Credo che nella acxoglienza sia compresa la "posizione" e non solo la "cronaca"

Molto spesso è più importante la posizione che si propone all'altro nella cronaca (ad esempio vittima, persona sacrificata, eroe dei 2 mondi, etc..) che la cronaca in se.

La posizione dovrebbe essere oggetto di confronto serio e aperto

Se la propria posizione non la si mette in gioco, non ci si mette in gioco

E io ad esempio non ho la capacità di acxoglienza verso chi non si vuole mettere in gioco cone posizione, al di là della cronaca

Per cui.. comprendo bene la tua insofferenza, che sarebbe anche la mia, probabilmente


----------



## Cuore2018 (23 Giugno 2018)

Penso che in ogni rapporto ciascuno dá quello che può dare. Che non si può fingere di avere sentimenti e convinzioni che non ci sono.

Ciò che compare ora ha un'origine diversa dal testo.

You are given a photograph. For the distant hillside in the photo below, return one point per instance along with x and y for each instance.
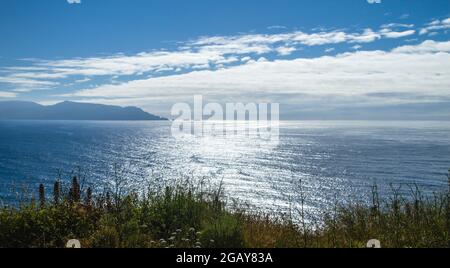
(21, 110)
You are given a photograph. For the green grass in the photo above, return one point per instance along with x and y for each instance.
(182, 216)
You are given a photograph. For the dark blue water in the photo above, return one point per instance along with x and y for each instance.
(331, 159)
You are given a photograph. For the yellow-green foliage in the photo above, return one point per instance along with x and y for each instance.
(183, 217)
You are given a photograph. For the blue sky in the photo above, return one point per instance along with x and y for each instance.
(313, 57)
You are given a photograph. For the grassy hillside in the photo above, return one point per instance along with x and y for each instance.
(182, 216)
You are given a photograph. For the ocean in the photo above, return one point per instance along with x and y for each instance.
(321, 161)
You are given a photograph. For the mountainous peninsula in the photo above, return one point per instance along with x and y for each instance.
(22, 110)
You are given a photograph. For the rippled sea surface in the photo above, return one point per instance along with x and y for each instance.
(332, 160)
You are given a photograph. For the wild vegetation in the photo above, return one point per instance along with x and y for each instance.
(182, 216)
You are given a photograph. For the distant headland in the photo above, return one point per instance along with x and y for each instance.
(24, 110)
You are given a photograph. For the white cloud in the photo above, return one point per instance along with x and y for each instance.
(391, 34)
(7, 94)
(202, 53)
(414, 70)
(435, 25)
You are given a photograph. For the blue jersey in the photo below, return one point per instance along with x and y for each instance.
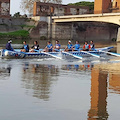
(92, 46)
(69, 46)
(9, 47)
(76, 46)
(26, 47)
(49, 46)
(57, 46)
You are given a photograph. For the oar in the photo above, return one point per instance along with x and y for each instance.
(111, 53)
(52, 55)
(75, 56)
(92, 54)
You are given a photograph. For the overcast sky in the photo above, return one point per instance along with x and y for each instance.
(15, 5)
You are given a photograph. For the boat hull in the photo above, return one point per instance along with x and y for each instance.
(14, 54)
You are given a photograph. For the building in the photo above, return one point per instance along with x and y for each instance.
(46, 9)
(102, 6)
(106, 6)
(4, 8)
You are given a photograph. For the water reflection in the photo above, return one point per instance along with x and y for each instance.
(98, 95)
(39, 78)
(77, 67)
(5, 72)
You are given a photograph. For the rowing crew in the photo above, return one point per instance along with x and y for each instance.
(56, 48)
(76, 47)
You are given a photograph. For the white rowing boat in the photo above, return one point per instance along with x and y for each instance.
(75, 54)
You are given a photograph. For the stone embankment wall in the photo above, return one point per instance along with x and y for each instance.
(86, 31)
(14, 24)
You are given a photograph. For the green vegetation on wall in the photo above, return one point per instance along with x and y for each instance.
(84, 3)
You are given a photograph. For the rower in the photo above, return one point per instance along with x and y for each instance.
(69, 46)
(92, 46)
(86, 46)
(57, 46)
(49, 47)
(76, 46)
(35, 47)
(25, 47)
(8, 45)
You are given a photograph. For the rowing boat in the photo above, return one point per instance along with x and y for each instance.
(76, 54)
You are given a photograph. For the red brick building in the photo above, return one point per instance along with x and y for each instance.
(4, 8)
(45, 9)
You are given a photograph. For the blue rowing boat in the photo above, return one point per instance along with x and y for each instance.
(76, 54)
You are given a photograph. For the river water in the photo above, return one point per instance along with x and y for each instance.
(51, 89)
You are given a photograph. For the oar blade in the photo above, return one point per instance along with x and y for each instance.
(73, 55)
(92, 54)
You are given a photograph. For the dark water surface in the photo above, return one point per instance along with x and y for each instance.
(59, 90)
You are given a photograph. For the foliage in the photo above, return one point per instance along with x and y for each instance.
(27, 5)
(84, 3)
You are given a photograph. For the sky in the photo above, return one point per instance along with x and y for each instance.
(15, 5)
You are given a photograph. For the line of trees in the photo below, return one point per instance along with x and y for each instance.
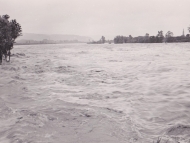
(159, 38)
(9, 31)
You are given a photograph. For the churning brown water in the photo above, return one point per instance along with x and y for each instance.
(96, 93)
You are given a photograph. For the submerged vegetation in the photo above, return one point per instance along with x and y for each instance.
(159, 38)
(9, 31)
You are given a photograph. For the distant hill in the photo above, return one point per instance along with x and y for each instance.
(54, 37)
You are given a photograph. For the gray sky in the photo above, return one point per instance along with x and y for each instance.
(95, 18)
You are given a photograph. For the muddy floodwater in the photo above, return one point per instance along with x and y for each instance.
(104, 93)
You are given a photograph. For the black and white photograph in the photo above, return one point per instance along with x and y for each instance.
(94, 71)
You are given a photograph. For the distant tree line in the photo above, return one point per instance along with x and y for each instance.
(159, 38)
(9, 31)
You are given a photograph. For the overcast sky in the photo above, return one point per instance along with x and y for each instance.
(95, 18)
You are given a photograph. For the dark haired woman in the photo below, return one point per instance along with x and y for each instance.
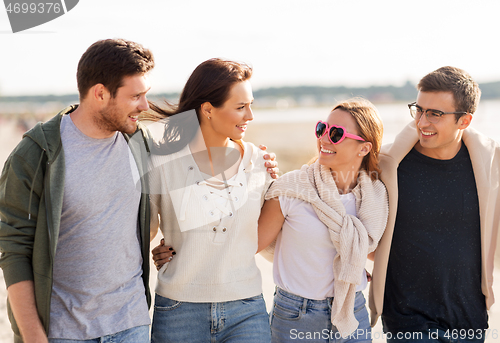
(326, 218)
(207, 190)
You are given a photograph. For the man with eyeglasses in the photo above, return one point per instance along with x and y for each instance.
(433, 271)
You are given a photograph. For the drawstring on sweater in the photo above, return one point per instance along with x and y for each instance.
(33, 183)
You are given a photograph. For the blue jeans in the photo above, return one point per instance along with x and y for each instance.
(244, 320)
(295, 318)
(139, 334)
(437, 335)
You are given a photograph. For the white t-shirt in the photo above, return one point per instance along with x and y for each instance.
(303, 257)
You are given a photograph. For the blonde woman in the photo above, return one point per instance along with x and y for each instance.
(326, 218)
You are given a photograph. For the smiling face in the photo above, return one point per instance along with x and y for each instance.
(344, 156)
(121, 112)
(231, 119)
(443, 139)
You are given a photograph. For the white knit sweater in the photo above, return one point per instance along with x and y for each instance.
(214, 236)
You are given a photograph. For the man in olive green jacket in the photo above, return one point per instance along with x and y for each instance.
(34, 190)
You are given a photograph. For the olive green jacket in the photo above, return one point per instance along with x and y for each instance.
(31, 198)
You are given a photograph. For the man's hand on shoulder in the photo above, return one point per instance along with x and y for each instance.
(271, 163)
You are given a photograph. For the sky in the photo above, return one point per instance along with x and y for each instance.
(288, 42)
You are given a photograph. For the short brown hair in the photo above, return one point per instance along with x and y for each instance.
(109, 61)
(370, 128)
(465, 90)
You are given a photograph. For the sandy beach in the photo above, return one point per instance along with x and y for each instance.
(294, 145)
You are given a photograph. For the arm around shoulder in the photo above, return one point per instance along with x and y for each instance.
(270, 222)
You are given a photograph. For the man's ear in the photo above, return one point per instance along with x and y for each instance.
(464, 121)
(100, 93)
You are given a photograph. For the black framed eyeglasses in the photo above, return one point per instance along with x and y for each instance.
(432, 116)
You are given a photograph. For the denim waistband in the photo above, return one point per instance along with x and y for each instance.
(302, 302)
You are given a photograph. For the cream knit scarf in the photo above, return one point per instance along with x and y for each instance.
(353, 237)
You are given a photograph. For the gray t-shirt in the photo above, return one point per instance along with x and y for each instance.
(98, 289)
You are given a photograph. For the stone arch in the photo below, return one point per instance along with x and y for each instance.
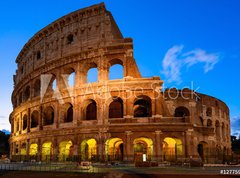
(114, 149)
(223, 131)
(116, 69)
(68, 113)
(23, 149)
(27, 93)
(217, 129)
(92, 72)
(37, 88)
(70, 39)
(116, 108)
(143, 146)
(172, 148)
(69, 77)
(47, 151)
(90, 110)
(209, 112)
(88, 149)
(142, 106)
(203, 150)
(34, 119)
(65, 150)
(33, 149)
(25, 122)
(48, 116)
(209, 123)
(181, 111)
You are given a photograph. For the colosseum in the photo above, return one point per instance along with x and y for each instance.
(60, 115)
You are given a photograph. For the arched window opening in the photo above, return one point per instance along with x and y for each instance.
(223, 132)
(91, 111)
(209, 123)
(27, 93)
(37, 88)
(39, 55)
(217, 129)
(54, 85)
(34, 119)
(69, 113)
(92, 74)
(25, 119)
(116, 72)
(209, 112)
(114, 149)
(20, 98)
(70, 39)
(48, 116)
(88, 149)
(116, 108)
(71, 79)
(143, 146)
(65, 150)
(181, 112)
(203, 151)
(172, 149)
(47, 151)
(143, 107)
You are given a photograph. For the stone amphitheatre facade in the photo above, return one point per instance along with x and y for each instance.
(126, 119)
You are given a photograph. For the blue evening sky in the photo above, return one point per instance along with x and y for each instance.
(209, 28)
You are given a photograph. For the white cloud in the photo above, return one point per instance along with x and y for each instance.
(175, 60)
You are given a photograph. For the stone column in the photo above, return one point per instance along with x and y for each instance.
(188, 143)
(27, 147)
(29, 120)
(158, 145)
(40, 118)
(128, 156)
(39, 154)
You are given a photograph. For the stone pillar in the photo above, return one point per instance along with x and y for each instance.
(192, 111)
(40, 118)
(20, 124)
(128, 156)
(29, 120)
(188, 143)
(39, 154)
(55, 150)
(158, 145)
(27, 147)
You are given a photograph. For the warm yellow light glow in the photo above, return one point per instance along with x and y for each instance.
(172, 148)
(143, 146)
(47, 150)
(88, 149)
(23, 151)
(112, 148)
(33, 149)
(64, 150)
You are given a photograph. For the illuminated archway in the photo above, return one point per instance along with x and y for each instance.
(23, 150)
(143, 146)
(88, 149)
(203, 151)
(172, 149)
(47, 151)
(65, 150)
(114, 149)
(33, 150)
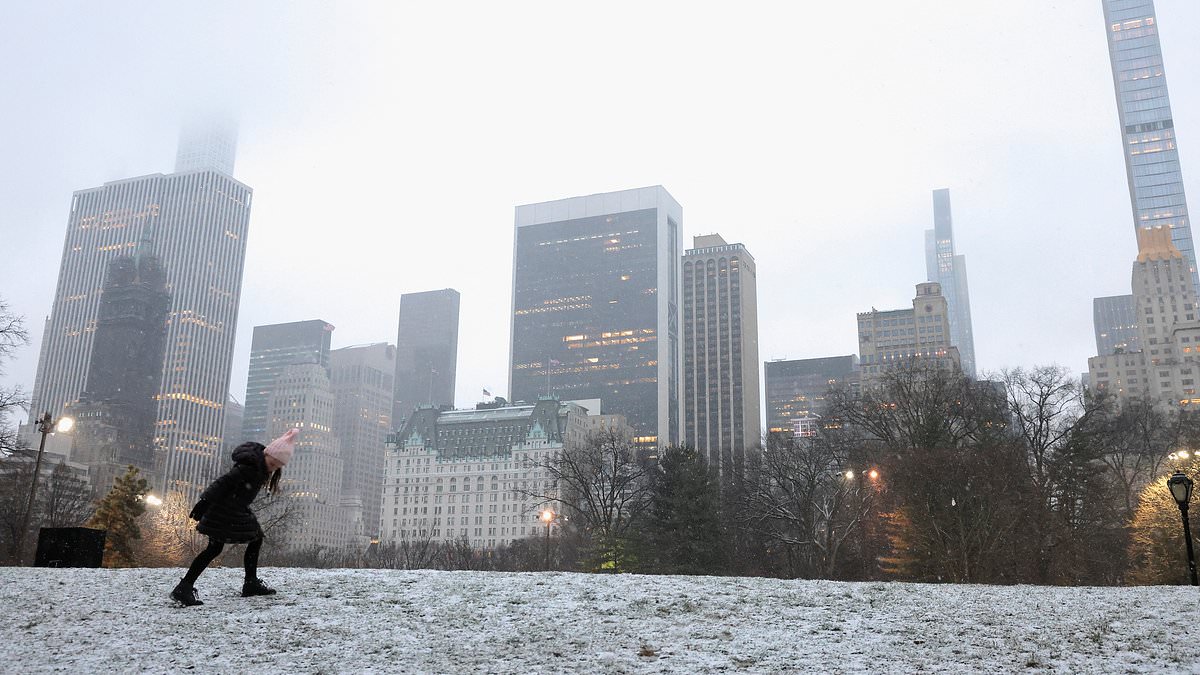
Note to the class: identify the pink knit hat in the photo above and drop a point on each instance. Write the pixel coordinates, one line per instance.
(281, 448)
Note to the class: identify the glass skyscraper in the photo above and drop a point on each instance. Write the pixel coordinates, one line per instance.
(947, 268)
(1147, 130)
(595, 306)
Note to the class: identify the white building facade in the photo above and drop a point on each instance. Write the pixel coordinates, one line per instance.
(468, 475)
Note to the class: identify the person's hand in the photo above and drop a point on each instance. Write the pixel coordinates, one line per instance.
(198, 509)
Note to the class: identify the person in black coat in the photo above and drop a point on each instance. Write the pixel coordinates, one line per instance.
(223, 513)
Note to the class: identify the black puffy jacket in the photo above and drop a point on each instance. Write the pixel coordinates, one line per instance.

E che sia assolutamente normale, ogni tanto, avvertire dei limiti oltre i quali proprio non riusciamo a spingerci.

In amicizia, ma anche in amore, a me è capitato di accogliere parti dell'altro che in altre persone non avrei mai tollerato, ma perché le collocavo all'interno di una storia personale che conoscevo bene e che "giustificava" anche quegli aspetti a me quasi insopportabili.
Cosí ho accolto lati del carattere, idee e opinioni anche molto diverse dalle mie, sempre contestualizzando e guardando sempre l'insieme della persona e della sua storia.

Ma se perdevo il senso, se uscivano fuori lati del carattere o comportamenti che non comprendevo e, quindi, non riuscivo a spiegare, o a giustificare, ecco che perdevo interesse ad accogliere e l'amicizia si incrinava.

Per dire, mi sono allontanata da un'amicizia di una vita quando certe fissazioni (ossessioni alimentari, atteggiamenti complottisti...) sono diventate talmente pervasive da eliminare tutto ciò che avevo in comune con questa persona: non riuscivo più a seguirla, a comprenderla, ad accoglierla, appunto. E me ne sono allontanata.

Secondo me in presenza di divergenze nette non giustificabili, non comprensibili, il fastidio e la chiusura sono più che normali, anzi, direi sani.

Inoltre c'è da dire che in generale il vittimismo, soprattutto quando non è giustificato, è molto fastidioso.


----------



## stany (24 Giugno 2018)

Hai perso interesse nei suoi confronti; quindi l'empatia e la solidarietà . Troppi aspetti differiscono dai tuoi valori. Capita di "scoprirlo" tra coniugi e, si sa quale sia il finale. Figurarsi tra conoscenti. Non sempre si è buoni samaritani a prescindere.....


----------